Saya katakan, “bukan lagi perlu tapi harus”.
Kalau Keimanan saja disuruh untuk diperbaharui oleh Rasulullah saw:
عَنْ اَبِى هُرَيْرَةَ رض قَالَ: قَالَ رَسُوْلُ اللهِ ص: جَدّدُوْا اِيْمَانَكُمْ. قِيْلَ: يَا رَسُوْلَ اللهِ وَ كَيْفَ نُجَدّدُ اِيْمَانَنَا؟ قَالَ: اَكْثِرُوْا مِنْ قَوْلِ لاَ اِلهَ اِلاَّ اللهُ. احمد باسناد حسن و الطبرانى
“Dari Abu Hurairah ra, beliau berkata : Rasulullah saw bersabda, “Perbaruilah iman kamu sekalian !”. Beliau saw ditanya, “Ya Rasulullah, bagaimana caranya kami memperbarui iman kami ?”. Rasulullah saw menjawab: “Perbanyaklah mengucapkan Laa ilaaha illallooh”. [HR. Ahmad dengan Sanad Hasan dan Thabrani].
Apatah lagi perjanjian baik yang telah mulai terlupakan oleh generasi hari ini sehingga masing-masing telah merasa hebat dengan perannya tanpa mempedulikan tujuan bersama sebagai suatu “bai’at” untuk kemuliaan bersama.
Saatnya bergerak “Menuju Sumpah Sati Bukik Marapalam Jilid Dua” yang saya sebut sebagai “Bai’at Bukik Marapalam”.
Semua ini saya sampaikan tak lebih dari mengamalkan firman Allah swt:
ۚ إِنْ أُرِيدُ إِلَّا الْإِصْلَاحَ مَا اسْتَطَعْتُ ۚ وَمَا تَوْفِيقِي إِلَّا بِاللَّهِ ۚ عَلَيْهِ تَوَكَّلْتُ وَإِلَيْهِ أُنِيبُ [هود : 88]
“…yang aku inginkan hanyalah “ishlah” memperbaikai sejauh kemampuanku dan tiada taufiq bagiku melainkan dengan Allah.
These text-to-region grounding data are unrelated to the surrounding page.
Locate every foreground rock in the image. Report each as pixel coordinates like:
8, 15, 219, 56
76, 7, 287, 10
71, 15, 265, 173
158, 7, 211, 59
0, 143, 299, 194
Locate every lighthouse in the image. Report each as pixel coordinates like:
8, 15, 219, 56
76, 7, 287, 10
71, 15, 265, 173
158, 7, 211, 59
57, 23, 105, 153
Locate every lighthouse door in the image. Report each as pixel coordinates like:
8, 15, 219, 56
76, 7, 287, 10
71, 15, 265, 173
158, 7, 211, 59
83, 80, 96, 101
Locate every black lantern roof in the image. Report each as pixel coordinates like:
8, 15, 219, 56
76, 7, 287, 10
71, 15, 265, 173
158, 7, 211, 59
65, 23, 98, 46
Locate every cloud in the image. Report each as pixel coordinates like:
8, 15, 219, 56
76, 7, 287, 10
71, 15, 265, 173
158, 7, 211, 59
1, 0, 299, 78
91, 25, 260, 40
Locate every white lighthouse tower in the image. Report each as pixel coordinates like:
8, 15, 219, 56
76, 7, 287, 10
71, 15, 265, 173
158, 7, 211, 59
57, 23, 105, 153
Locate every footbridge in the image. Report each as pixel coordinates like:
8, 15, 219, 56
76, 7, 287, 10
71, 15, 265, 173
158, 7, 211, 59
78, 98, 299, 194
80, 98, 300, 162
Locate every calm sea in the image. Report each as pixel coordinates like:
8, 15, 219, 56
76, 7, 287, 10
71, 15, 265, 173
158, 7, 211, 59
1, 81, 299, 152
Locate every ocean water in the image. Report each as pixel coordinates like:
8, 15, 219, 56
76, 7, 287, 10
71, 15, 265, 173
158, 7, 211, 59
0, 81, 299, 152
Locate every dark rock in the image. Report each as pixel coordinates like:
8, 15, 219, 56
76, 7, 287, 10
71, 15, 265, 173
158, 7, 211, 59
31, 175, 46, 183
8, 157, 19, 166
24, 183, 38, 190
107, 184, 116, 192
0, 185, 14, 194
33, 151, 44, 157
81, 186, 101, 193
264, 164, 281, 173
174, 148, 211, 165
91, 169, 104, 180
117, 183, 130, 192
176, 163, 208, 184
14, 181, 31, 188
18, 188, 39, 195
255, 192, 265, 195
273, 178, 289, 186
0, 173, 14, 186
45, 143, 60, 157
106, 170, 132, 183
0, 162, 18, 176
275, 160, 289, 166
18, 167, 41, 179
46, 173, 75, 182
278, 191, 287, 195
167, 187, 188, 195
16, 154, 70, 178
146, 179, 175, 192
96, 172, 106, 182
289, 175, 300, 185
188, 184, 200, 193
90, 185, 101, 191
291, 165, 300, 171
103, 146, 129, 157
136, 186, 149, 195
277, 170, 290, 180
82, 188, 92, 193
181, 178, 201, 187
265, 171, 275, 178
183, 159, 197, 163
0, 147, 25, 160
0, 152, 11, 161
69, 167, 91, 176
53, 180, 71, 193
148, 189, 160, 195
Kepada-Nya aku bertawakkal dan kepada-Nya pula aku kembali”. (QS. Hud 11:88)
Wallahu a’lam.
* Tambahan redaksi :
Dalam adat Minangkabau, Sumpah Satie Bukik Marapalam yang dimaksud adalah Falsafah Adat Minangkabau yang berbunyi “Adat Basandi Syara’, Syara’ Basandi Kitabullah”. Syara’ mangato-Adat mamakai. Adat yang buruk dibuang, adat yang baik dipakai. Syara’ jo adat bak aua jo tabiang-sanda manyanda kaduonyo.
Maksudnya, adat Minangkabau itu didasarkan pada agama Islam dan agama berdasarkan kitabullah atau Alquran. Agama memberikan fatwa, adat melaksanakannya. Adat yang baik adalah sesuai dengan norma-norma Islam, harus dipertahankan. Sementara adat yang buruk, yang bertentangan dengan Islam, harus dibuang. Antara syara’ (agama) dan adat tidak dipertentangkan sebagai filosofi pandangan hidup orang Minangkabau.